AWS Kinesis

By Shyam Mohan
AWS Kinesis

AWS Kinesis is a fully managed streaming data platform from Amazon Web Services that helps teams collect, process, and analyze data in real time. It is commonly used for application logs, telemetry from IoT devices, clickstreams, financial feeds, and video streams.

This guide details Kinesis’s core components, common architectures, operational best practices, and a short FAQ to help you design reliable streaming pipelines.

What is AWS Kinesis?

At a high level, Kinesis provides low-latency ingestion, storage, and processing for streaming data. Its main capabilities are provided through four services:

  • Amazon Kinesis Data Streams (KDS) — durable, ordered streams for custom real-time processing.
  • Amazon Kinesis Data Firehose — a fully managed delivery service that buffers and delivers streaming data to S3, Redshift, OpenSearch, or third-party destinations.
  • Amazon Kinesis Data Analytics — run SQL queries and lightweight analytics on streaming records without managing servers.
  • Amazon Kinesis Video Streams — ingest, store, and process video streams for analytics and ML workloads.

Key features

  • Scalability: scale shards (KDS) or rely on Firehose automatic scaling to handle throughput.
  • Low latency: near real-time processing with small end-to-end delays.
  • Managed operations: fault-tolerant, durable storage and automated recovery.
  • Integration: native connectors to Lambda, S3, Redshift, OpenSearch, and ML services.
  • Cost model: pay for shard hours, PUT payload units, or Firehose throughput and processing features.

Common architectures and patterns

  • Real-time analytics: producers -> KDS -> consumers (Lambda/EC2/containers) -> analytical store (S3/Redshift).
  • Near-real-time delivery: producers -> Firehose -> S3/Redshift/OpenSearch (built-in transformations available).
  • Streaming ML inference: producers -> KDS/Firehose -> model inference (Lambda or SageMaker endpoints) -> downstream storage.
  • Video ingestion: cameras -> Kinesis Video Streams -> media processing or ML pipelines.

Best practices

  • Right-size shards: track throughput and scale shards proactively or use on-demand modes where available.
  • Use partition keys thoughtfully to avoid hot shards; distribute traffic across partitions.
  • Buffer and batch writes on the producer side to reduce per-record overhead and costs.
  • Choose compressed, columnar formats (Parquet) when persisting stream outputs to S3 for analytics.
  • Use Firehose transformations (Lambda) for lightweight enrichments and schema normalization.
  • Enable server-side encryption (SSE-KMS) for sensitive streams and enforce least-privilege IAM roles.
  • Monitor with CloudWatch metrics and configure alerts for throttle, iterator age, and write/read throughput.

FAQ

Q: What is the difference between Kinesis Data Streams and Firehose? A: Use Kinesis Data Streams for custom real-time processing where consumers manage read semantics and latency. Use Firehose for managed delivery to storage/analytics targets with minimal operational overhead and optional transformations.
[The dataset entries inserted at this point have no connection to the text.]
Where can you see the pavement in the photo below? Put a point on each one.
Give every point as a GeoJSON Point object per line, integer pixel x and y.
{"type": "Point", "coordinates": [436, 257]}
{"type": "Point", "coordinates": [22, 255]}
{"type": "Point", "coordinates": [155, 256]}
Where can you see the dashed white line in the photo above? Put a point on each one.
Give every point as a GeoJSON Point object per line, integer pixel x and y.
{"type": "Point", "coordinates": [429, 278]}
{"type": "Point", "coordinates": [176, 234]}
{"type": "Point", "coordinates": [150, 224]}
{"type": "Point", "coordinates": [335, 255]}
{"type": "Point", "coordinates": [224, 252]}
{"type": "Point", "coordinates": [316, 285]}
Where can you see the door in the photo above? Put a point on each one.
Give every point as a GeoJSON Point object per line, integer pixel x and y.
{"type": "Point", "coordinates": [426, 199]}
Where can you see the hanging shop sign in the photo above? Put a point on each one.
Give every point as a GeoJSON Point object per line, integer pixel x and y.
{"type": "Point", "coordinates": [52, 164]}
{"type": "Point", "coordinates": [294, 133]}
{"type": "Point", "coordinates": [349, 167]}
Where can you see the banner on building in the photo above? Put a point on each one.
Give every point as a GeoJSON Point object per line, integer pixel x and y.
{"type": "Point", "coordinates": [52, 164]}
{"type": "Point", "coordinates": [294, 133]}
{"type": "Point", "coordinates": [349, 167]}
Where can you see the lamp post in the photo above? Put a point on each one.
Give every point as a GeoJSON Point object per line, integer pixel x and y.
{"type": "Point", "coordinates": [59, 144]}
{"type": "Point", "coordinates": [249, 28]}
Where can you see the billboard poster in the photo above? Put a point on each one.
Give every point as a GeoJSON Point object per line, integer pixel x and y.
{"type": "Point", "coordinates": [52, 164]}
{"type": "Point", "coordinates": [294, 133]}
Q: How do I avoid hot shards? A: Use high-cardinality partition keys, implement client-side hashing, or increase shard count. Monitor shard-level metrics and redistribute keys if skew is detected.

Q: Can I replay data? A: Yes. Kinesis Data Streams retains data for a configurable retention period (default 24 hours, can be extended up to 7 days or longer with extended retention) and consumers can reprocess by resetting iterators.
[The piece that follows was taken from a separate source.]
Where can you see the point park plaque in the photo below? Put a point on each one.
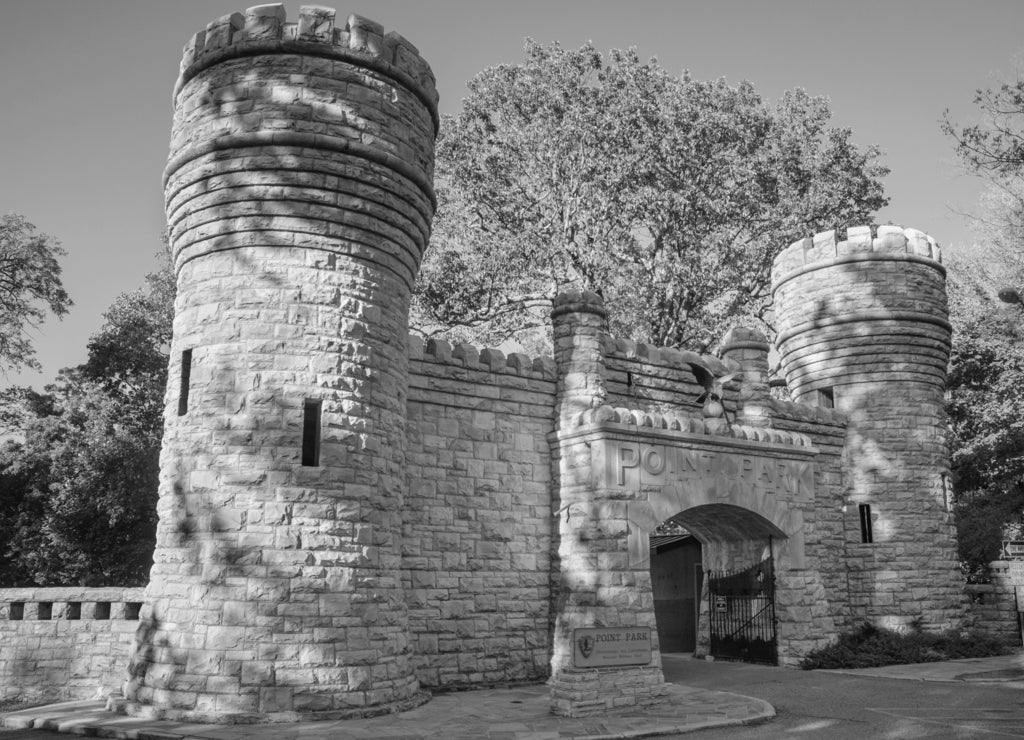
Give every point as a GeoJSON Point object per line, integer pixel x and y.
{"type": "Point", "coordinates": [604, 647]}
Q: How is Kinesis priced? A: Pricing varies by service: KDS charges for shard hours and PUT payload units; Firehose charges for data ingested and optional data transformation/format conversion; Kinesis Video Streams charges per GB ingested and stored. Always review the current AWS pricing pages for details.

Q: Is Kinesis suitable for large-scale video streaming? A: Use Kinesis Video Streams for ingesting and processing video; it supports streaming, storage, and direct integration with ML services for analysis.

Conclusion

AWS Kinesis provides a flexible set of streaming primitives for real-time data workloads. Choose the right Kinesis service for your use case, design partitioning and scaling carefully, and instrument pipelines with monitoring and security controls to run reliable streaming applications.